Una de las paradójicas características del populismo dominante es su xenofobia. Vegetarianas o carnívoras, estas xenofobias hacen sentir a cada pueblo que es único por su historia y por su destino, diferente a la otredad moderna, invariablemente dibujada como ultrajante y vil, dedicada a saquear a los antiguos Estados-nación, los cuales sólo pueden salvarse confiándose a la guía de jefes providenciales y a su destreza en el timón. La paradoja está en que cada uno de esos nacionalismos moldeados por el populismo es muy parecido al otro porque se trata de un fenómeno universal. Así que nada mal nos hará ver la paja en el ojo ajeno.

A finales de 2019 se cumplen veinte años del arribo de Vladímir Putin al poder en Rusia. Hay tiempo para escudriñar en el expediente de quien probablemente sea, en la sombra, el hombre fuerte del planeta. Putin carece de la riqueza de los jerarcas chinos, fue ajeno a la buena prensa de Obama pero tiene al presidente Trump a su servicio. El actual inquilino de la Casa Blanca, gracias a su pavor y a su incompetencia, lo admira y le teme.

Dondequiera que emerge el populismo contemporáneo está Putin, como discreto benefactor y referencia obligada en el combate a Occidente o tan sólo como fantasma en los miedos y en las fantasías de sus admiradores o enemigos. El Estado soviético (1917-1991) nunca fue populista porque no se presentaba encarnando a la voluntad popular, sino como lo contrario: el Partido Comunista la representaba selectivamente con su élite burocrática de “revolucionarios profesionales”. Empero, nutrió al populismo de numerosos símbolos, políticas y rituales, al grado de que en el siglo XXI cosas tan distintas como el antiguo marxismo-leninismo en el poder y los populismos en boga, suelen confundirse.

Hijo y nieto de bolcheviques, el hombre quien muy a su pesar tomó parte en el rebautizo de Leningrado como San Petersburgo, nació en esa ciudad en 1952. Su abuelo, cocinero, trabajó alguna vez para la viuda de Lenin, y el padre de Putin fue un oficial de la marina. Combatió heroicamente durante el sitio de Leningrado y allí perdió a uno de sus hijos. Habiendo muerto de difteria, su otro hermano, nuestro Putin, el tercero en nacer, creció como un sobreviviente y según su biógrafo Steven Lee Myers (The New Tsar: The Rise and Reign of Vladimir Putin, 2016), este hijo único fue el homo sovieticus por antonomasia: servicial hasta la abyección con los poderosos y ajeno a la iniciativa individual hasta que no se encontró en la cúspide del poder.

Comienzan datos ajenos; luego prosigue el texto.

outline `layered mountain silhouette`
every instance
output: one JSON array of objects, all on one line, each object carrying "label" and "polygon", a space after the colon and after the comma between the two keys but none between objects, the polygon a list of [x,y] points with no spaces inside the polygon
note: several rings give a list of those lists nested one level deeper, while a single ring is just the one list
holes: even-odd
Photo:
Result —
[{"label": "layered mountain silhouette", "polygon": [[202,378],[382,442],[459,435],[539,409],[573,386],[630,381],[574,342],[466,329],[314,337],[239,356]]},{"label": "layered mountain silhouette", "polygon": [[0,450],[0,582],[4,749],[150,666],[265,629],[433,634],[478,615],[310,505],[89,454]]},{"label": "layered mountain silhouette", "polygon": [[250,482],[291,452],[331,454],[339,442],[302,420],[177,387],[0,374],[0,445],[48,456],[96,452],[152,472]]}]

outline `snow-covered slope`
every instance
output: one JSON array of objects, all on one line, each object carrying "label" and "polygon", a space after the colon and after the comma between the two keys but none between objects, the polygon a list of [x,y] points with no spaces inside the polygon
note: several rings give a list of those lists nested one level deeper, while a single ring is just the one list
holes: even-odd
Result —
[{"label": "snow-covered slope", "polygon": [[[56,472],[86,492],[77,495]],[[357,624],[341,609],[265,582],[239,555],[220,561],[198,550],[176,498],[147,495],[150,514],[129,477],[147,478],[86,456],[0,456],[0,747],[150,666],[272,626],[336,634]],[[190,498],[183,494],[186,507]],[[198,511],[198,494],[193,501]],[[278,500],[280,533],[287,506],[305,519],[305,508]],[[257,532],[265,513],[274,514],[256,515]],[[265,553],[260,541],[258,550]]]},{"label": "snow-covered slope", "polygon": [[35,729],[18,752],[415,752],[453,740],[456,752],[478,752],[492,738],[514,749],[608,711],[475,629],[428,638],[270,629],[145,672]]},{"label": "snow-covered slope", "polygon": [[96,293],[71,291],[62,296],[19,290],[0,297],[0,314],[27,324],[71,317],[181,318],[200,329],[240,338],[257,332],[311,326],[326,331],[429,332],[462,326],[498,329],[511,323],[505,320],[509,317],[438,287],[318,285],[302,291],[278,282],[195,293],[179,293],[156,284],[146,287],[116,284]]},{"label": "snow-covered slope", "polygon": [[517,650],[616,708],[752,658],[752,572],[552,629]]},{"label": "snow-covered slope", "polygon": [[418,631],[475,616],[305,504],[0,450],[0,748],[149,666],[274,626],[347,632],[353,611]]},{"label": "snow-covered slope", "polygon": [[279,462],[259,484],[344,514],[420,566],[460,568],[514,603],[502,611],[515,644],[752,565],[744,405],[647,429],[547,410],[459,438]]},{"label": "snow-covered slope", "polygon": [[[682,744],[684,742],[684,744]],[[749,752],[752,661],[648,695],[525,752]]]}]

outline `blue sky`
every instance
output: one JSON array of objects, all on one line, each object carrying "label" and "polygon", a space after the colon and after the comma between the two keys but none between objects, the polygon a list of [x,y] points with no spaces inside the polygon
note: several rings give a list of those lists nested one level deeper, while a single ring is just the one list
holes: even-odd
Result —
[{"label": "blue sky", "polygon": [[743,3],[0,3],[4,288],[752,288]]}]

Ese carácter de Putin acabó por ser moldeado, casi a la perfección, durante sus años en la antigua República Democrática Alemana como teniente coronel del KGB. Siempre en la sombra y remitido a la aburrida Dresde, Putin sólo puso en peligro su trabajo en una ocasión, cuando su consabido amor por las artes marciales lo impulsó a participar en una gresca en el metro, exhibición harto impropia para un espía. En Dresde era considerado, por sus superiores, como un mediocre. A cambio, en comparación con la URSS, la RDA era próspera y la familia Putin pasó años, si no de dicha, al menos de desahogo.

El KGB de Putin fue el presidido por Andrópov, fugaz presidente —por fallecimiento— de la URSS en 1983-1984, quien estaba más interesado en defender al imperio, suministrando al Kremlin información de calidad sobre el inesperado y letal Papa polaco, por ejemplo, que en la rutinaria vigilancia de disidentes. Tuvo Putin en Andrópov un ejemplo de pragmatismo patriótico, escasamente ideológico pero no por ello ajeno a la crueldad. Y gran importancia adquirió en su formación la emulación de la célebre Stasi, aquellos “queridos camaradas” alemanes que hicieron de Putin un tipo particular de ruso, detectado por los novelistas en el siglo XIX, el “germanizado”, aquel quien toma de la admirada (y odiada) Alemania, la suprema eficacia protestante frente a la legendaria y melancólica apatía rusa.

Putin bebe poco, trabaja todo el día y es capaz de enviar a su hija accidentada al mejor hospital de Alemania sin permitirse el tiempo de darle consuelo telefónico a su esposa. Como para todos los rusos, cuando colapsó la URSS en el invierno de 1990-1991, Vladímir Putin hubo de jugársela. Contra sus convicciones —las del “nacionalismo gran ruso” dormido en la mente soviética— apostó por los vencedores y contribuyó a desmantelar el imperio. Ya llegaría la hora de reparar la honra perdida.